In the end, the underlying assumption is that they bring very little value to the market.

But the wrappers are still here

Despite the strong doubts some cast about them, those “wrapper companies” kept building, and they still thrive today. They broadly fall in 3 categories: IDEs (applications to write code) such as Cursor, Lovable, Replit; search interfaces like Perplexity and You.com; and graphics design helpers (to make slides, videos, web pages, etc).

As predicted by the crowd critical of wrappers, the big AI labs have copied the successful wrappers and integrated it tightly with their own models:

  • Google launched Firebase Studio, its AI-powered IDE
  • The big players now all have a Web Search and Deep Research mode inspired from Perplexity in their chat interface
  • The image generation and canvas/artifact feature to design web pages have also been implemented by most of the big labs

These attempts at copying wrappers have had more or less success, but even the successful ones haven’t killed the wrappers they copied. They just exist next to each other, trying to capture different market segments.
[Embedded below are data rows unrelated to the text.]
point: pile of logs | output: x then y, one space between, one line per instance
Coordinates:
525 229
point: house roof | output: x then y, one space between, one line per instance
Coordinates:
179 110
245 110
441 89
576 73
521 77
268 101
As for the ace in the sleeve of the big labs, their monopoly on good models, it has been shattered by the publication of highly-performant open-source models such as Deepseek and Qwen, and the flourishing of inference providers that serve them.

AI Scaffolding is the new big thing

When the initial excitement around large language models began to fade, many companies realized that the groundbreaking productivity gains and industry disruption they’d been promised weren’t materializing as quickly as expected. Some did see improvements, but only after investing significant effort into integrating AI into their existing workflows. This integration work received the name of “AI scaffolding”, marking its importance in building around AI. The definition of “AI scaffolding” is in fact the same as that of “AI wrapper” (a piece of software that uses AI), but with a positive connotation.

The chat interface is great for quick questions, but for real work with language models we need something more. "Scaffolds" – software layers that help organize our interactions – are becoming essential. Claude.ai and ChatGPT have evolved beyond chat with artifacts, knowledge bases, and memory. 1/

Dustin Moskovitz (@moskov.goodventures.org) 2025-07-27T20:49:21.681Z

It turns out that doing this engineering work actually brings value to the market. The valuation of AI wrapper companies proves it, and their growing user bases prove it. AI scaffolding is getting praised for good reason: it is necessary in order to make AI useful.

In the end, AI wrappers and AI scaffolding are the same thing. It’s honest software engineering that happens to have AI as part of its toolbox, and it deserves as much respect as other software engineering.